Fig. 6: YY1 binding dynamics.
figure 6

a, Endogenously tagging YY1 with HaloTag and YY1 and TATA-box-binding protein (TBP) western blots. HaloTag is covalently conjugated with cell-permeable dyes for single-molecule imaging in live cells. b, HaloTag-YY1 live-cell confocal imaging after staining with 500 nM TMR Halo ligand. The white dashed lines show interphase cells and the blue dashed lines mitotic cells. Scale bar, 10 μm. c, YY1 Airyscan-resolved, live-cell confocal imaging (n = 13). The arrow shows sporadic loci within the nucleolus. Scale bar, 2 μm. d, YY1 PALM imaging (n = 30). The color map shows signal ranging from 0 to 100. Scale bar, 1 μm. e, The spaSPT illumination pattern and representative YY1 raw images with tracking overlaid. HaloTag-YY1 molecules were detected and tracked to form trajectories. The SASPT analysis package infers diffusion coefficient distributions from spaSPT data. Two major apparent diffusion states are a bound population (diffusion coefficient Dbound < 0.1 µm2 s−1) and a mixture of freely diffusing molecules (Dfree > 0.1 µm2 s−1), which can be separated further into slow (Dslow ~0.1–2 µm2 s−1) and fast moving (Dfast > 2 µm2 s−1). Scale bar, 1 μm. f, Aggregate likelihood of diffusive YY1 molecules. Top, bar graph showing fractions of YY1 binned into bound, slow- and fast-diffusing subpopulations. Bottom, YY1 diffusion coefficient estimation by regular Brownian motion with marginalized localization errors. g, Western blots of cytoplasmic (Cyt) and nuclear proteins dissociating from chromatin at increasing salt concentrations (Extended Data Fig. 2b). A subpopulation (~30%) of YY1 stays on chromatin, resisting 1 M washes. Ins, insoluble pellet after sonication; Son, sonicated, solubilized chromatin. Percentage of total shows the signal intensity of the indicated fractions divided by the total signal intensity. Anti-histone 2B controls for chromatin integrity during fractionation. h, FRAP analysis of YY1 bleached with a square spot. Error bars are fitted curve ± s.e.m. with 95% CI. i, Slow-SPT measuring YY1 residence time. Individual molecules were tracked at 100-ms exposure time to blur fast-moving molecules into the background and capture stable binding. The unbinding rate is obtained by fitting a model to the molecules’ survival curve. Each datapoint indicates the unbinding rate of YY1 molecules in a single cell. The box plot shows quartiles of data. Error bars are mean ± s.d. j. Slow-SPT measures YY1’s residence time at multiple exposure times.

Source data

Having characterized our cell lines, we next interrogated YY1 protein dynamics and target search mechanisms. We took advantage of the stroboscopic photoactivation, single-particle-tracking technique (spaSPT)52,53 to minimize motion blur and tracking errors to unambiguously trace the movement of individual YY1 molecules at a frame rate of ~133 Hz (Fig. 6e and Extended Data Fig. 8e). YY1 molecules were then subclassified into bound and freely diffusing populations using a Bayesian-based approach54 (Extended Data Fig. 8e,f). We found that ~31% of YY1 is in an immobile state, presumably bound to chromatin, with the remaining population exhibiting either slow diffusion (~26%) or fast diffusion in the nucleoplasm (~43%) (Fig. 6f). These measurements largely agree with kinetic modeling of displacements obtained with the Spot-On algorithm (Extended Data Fig. 8g)53 and biochemical fractionation experiments (Fig. 6g). We note that the fraction of YY1 stably associating with chromatin is substantially lower than CTCF (~43%) and cohesin (~65%).

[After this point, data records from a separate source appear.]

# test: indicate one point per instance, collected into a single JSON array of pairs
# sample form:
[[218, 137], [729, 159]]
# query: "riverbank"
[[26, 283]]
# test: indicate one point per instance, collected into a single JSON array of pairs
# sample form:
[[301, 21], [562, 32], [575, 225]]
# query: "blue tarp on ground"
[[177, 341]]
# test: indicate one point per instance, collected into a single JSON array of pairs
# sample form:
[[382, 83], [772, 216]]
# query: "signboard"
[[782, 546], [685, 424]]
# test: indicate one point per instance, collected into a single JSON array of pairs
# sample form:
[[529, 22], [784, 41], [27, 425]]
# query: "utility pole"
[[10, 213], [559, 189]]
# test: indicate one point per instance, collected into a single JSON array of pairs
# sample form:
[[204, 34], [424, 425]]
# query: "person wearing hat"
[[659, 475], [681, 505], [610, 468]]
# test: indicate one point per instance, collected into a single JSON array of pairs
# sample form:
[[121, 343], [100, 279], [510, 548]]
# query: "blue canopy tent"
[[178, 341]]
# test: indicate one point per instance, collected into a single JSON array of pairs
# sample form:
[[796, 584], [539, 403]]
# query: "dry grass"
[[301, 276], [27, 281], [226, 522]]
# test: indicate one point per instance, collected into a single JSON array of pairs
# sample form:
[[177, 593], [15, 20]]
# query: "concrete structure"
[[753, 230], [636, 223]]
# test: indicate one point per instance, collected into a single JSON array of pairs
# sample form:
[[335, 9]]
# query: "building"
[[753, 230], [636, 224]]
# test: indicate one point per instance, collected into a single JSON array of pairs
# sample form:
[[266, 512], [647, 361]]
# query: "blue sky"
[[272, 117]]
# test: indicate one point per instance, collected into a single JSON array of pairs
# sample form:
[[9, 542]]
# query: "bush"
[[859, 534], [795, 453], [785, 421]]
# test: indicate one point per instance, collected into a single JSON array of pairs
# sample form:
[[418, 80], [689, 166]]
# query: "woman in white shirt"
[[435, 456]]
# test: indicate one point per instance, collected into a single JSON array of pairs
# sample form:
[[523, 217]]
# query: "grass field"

The residence times of TFs bound at their targets often correlate with their functional outcomes55,56,57. To estimate the overall residence time of the bound fraction of YY1, we used fluorescence recovery after photobleaching (FRAP) to measure in vivo protein-binding kinetics by fitting the fluorescence recovery curve to a kinetic model58,59. Using a reaction-dominant FRAP model, we estimated a residence time of ~13 s for most of the YY1 molecules (Fig. 6h and Extended Data Fig. 8h,i). We also employed slow-SPT60 as an orthogonal approach to measure YY1 residence times and obtained a residence time of ~13 s for YY1 at an exposure time of 100 ms (Fig. 6i). Slow-SPT with exposure times from 50 ms to 250 ms (ref. 61) further revealed a subpopulation of YY1 that binds to chromatin for 40–60 s (Fig. 6j), consistent with the FRAP results showing that ~15% of YY1 recovers slowly (Fig. 6h and Extended Data Fig. 8h,i). Thus, YY1 proteins appear to have two distinct binding modes with apparent residence times of ~13 s and ~1 min.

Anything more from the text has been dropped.